Phase 3 trials are conducted after preliminary evidence from Phase 1 and 2 trials suggests that the investigational new drug is safe and effective. They usually include between several hundred and several thousand participants. Phase 3 trials are designed to: Gather additional information about the drug's safety and effectiveness to evaluate whether its benefits outweigh its risks. Compare it to other commonly used treatments for the same condition (if available) or compared to a placebo. These studies can be performed in a blinded manner. Evaluate interactions with other treatments that may be used at the same time as the investigational new drug. Provide adequate information to determine the indication for which the drug will be labeled if it is approved for marketing as well as any limitations on the drug's use that should be stated in the labeling. For example, if there were insufficient information to show that a drug can safely be given to children, the labeling would restrict the drug's use to adults. 

PHASE 4 Trials 

Phase 4 trials are conducted after the drug or treatment has been approved for marketing. They are designed to: Continue testing the drug or treatment to collect additional short-term safety information. Collect information about the effect of the drug or treatment in various populations. Collect information about side effects associated with long-term use of the drug.

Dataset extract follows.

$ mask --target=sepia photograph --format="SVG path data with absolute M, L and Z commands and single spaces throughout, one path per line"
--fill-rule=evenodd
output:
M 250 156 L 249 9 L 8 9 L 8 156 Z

ICH GCP refers to an Investigational Product as a pharmaceutical form of an active ingredient or placebo being tested or used as a reference in a clinical trial. In FDA regulations, an investigational new drug is any substance (such as a drug, vaccine, or biological product) for which FDA approval is being sought. A drug may be considered “new” even if it has been in use for years if a change is proposed in its use, formulation, route of administration, or packaging. A sponsor who wishes to conduct a clinical trial that involves an investigational new drug must submit an Investigational New Drug application (IND) to the FDA. Lawfully marketed drugs are exempt from the IND regulations if they meet certain criteria. Behavioral studies (like the ones conducted in the CTN) are not subject to investigational new drug regulations. Moreover, certain medication studies may be IND-exempt. It is important, nonetheless, that all researchers understand these regulations. The principle that research participants should not be exposed to experimental interventions unnecessarily, in an unsafe manner, or in a manner that fails to protect their rights is equally applicable to all studies involving human participants.